Phamacogenomics: I agree that PharmCAT is the right tool for this.
Polygenic risk scores vary a lot in quality and are more difficult to calculate.
I’m still forming opinions on this, but a few important caveats:
Published PRS are of highly variable quality, and the best ones are proprietary
Often papers will only publish a list of significant SNPs, which is much less information than you want, and only kind of a PRS; I have ended up trying to do some of my own GWAS --> PRS conversions, which has a lot of its own minefields (more advanced methods go beyond “Bayesian correction for linkage disequilibrium” and use larger datasets, combine multiple GWAS, and do adjustments for family relatedness that are beyond my sophistication)
Your VCF is not enough to calcualte your PRS, because the reference (rather than variant) is the “effect allele” for many scores of interest; the default behaviour of tools like PRSKB CLI and PSG_Calc is to impute the missing alleles based on your VCF but this is going to be wrong, you likely want to re-call variants from your CRAM (this is dicussed at length in the blog post I linked earlier)
CNVs are fairly tractable to calculate from CRAMs
You probably should do this analysis, since there are some CNVs that have very high effect sizes for psychiatric conditions.
Thanks!
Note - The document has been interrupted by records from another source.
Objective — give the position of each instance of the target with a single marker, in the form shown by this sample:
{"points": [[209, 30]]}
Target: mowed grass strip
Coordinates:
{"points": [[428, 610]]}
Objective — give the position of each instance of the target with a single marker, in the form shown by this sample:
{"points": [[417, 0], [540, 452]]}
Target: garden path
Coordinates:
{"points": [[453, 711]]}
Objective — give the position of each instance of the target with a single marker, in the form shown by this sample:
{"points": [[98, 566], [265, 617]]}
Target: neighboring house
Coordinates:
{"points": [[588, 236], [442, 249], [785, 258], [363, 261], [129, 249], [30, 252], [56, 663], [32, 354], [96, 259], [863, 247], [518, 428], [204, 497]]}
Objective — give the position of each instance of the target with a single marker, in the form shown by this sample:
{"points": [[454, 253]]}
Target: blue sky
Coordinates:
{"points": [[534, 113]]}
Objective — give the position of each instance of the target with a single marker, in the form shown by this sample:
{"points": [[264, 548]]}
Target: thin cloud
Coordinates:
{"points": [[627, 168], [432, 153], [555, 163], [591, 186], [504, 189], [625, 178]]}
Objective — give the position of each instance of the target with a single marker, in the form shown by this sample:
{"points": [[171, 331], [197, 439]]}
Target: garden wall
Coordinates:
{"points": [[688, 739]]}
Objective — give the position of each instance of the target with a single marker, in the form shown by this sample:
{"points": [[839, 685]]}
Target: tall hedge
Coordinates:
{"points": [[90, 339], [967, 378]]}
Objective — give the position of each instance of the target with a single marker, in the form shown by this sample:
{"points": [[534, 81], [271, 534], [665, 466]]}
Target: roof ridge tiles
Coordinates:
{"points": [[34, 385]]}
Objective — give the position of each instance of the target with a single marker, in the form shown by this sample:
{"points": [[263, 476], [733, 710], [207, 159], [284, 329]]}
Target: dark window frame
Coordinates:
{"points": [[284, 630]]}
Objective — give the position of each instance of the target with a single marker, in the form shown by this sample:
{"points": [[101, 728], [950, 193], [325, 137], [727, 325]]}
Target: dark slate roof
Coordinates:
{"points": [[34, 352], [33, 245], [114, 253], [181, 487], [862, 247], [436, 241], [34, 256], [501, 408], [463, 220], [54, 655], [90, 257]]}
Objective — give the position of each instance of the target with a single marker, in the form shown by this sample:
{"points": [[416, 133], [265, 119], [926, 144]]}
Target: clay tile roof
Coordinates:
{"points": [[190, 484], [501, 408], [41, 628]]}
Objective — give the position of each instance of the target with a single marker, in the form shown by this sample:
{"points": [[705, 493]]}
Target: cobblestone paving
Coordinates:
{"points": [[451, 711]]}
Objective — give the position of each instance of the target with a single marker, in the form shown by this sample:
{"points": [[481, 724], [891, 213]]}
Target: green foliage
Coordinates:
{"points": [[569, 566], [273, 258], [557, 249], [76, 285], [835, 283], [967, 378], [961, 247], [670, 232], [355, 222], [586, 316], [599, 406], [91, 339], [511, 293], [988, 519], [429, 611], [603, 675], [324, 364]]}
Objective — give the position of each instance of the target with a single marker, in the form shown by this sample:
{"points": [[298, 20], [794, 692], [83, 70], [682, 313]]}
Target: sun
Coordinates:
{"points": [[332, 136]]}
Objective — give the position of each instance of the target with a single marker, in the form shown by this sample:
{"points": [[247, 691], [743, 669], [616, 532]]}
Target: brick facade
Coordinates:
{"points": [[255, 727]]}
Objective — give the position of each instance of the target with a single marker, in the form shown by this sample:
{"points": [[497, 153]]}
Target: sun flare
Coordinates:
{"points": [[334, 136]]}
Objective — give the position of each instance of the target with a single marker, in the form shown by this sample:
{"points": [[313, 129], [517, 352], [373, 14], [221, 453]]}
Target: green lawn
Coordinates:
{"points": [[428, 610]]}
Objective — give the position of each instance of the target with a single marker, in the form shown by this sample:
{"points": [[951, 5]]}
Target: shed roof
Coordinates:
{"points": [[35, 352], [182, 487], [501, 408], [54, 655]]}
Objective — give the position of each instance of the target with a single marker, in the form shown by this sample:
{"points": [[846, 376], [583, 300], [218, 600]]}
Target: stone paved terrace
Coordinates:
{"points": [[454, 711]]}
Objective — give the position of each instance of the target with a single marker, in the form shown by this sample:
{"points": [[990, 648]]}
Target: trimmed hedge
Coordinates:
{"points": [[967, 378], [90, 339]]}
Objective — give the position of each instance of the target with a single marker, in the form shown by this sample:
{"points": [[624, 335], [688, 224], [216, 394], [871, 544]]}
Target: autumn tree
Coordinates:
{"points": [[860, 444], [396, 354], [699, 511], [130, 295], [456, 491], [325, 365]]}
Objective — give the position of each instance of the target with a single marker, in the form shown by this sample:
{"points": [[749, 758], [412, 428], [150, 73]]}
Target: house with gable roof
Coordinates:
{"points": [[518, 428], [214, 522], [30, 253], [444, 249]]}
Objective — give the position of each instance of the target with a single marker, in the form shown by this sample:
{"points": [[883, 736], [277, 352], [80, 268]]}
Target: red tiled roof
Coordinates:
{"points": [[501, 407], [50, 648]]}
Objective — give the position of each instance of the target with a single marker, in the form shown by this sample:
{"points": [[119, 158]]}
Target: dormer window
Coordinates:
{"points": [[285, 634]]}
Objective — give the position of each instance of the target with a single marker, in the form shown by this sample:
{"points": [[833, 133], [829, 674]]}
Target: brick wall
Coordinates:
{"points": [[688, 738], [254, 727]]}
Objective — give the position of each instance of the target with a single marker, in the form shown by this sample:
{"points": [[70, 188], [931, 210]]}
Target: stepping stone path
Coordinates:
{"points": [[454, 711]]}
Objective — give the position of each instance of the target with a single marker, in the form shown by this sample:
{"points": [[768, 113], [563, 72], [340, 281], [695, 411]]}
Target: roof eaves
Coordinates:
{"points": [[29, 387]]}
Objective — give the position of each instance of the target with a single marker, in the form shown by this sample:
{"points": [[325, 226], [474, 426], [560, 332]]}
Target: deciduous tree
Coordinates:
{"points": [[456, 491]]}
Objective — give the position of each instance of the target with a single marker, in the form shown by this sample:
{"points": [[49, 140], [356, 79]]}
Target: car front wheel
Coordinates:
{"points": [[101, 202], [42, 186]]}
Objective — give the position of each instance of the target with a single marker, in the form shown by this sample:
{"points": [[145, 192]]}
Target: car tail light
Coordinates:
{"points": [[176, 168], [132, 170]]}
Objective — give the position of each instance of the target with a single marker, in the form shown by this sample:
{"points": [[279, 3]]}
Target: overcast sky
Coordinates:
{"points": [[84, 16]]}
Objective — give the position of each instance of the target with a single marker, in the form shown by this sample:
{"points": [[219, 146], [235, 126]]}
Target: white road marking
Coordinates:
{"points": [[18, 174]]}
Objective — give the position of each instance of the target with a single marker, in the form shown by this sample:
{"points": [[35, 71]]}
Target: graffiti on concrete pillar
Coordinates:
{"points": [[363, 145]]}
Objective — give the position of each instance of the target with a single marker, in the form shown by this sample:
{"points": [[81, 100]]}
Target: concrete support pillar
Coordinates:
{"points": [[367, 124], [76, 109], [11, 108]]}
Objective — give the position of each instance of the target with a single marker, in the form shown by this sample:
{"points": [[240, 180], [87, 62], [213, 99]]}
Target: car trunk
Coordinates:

Sounds good. Yeah, I’ll check for those variants.
Regarding PRS quality, indeed. There’s a table in a collapsible section with an analysis of the quality of PRSs used. Interesting regarding your own conversion from GWAS to PRS.
Ah, cool, yes. Interestingly Claude/GPT left a comment in its code mentioning exactly this problem, and then punted on it and I didn’t notice.
We attempted this and it failed because of contig mismatch with the reference on the CRAM. Going back to it, we could have just downloaded the appropriate one? (DRAGEN/Lumina?) Another thing not done for no good reason that I didn’t catch. (Other things I did catch, but not this.)
Cool, that gives me some things to do.
Oh, huh, DRAGEN is new Illumina software that appears to be using human pangenome references; do you know what reference genome your CRAM was aligned to?
Since it’s already aligned to a reference, your better bet is to remap the coordinates; LiftOver in bcftools is a normal way to remap from one reference to another. I used Manta for calling CNVs, but it seems like maybe DRAGEN is better software?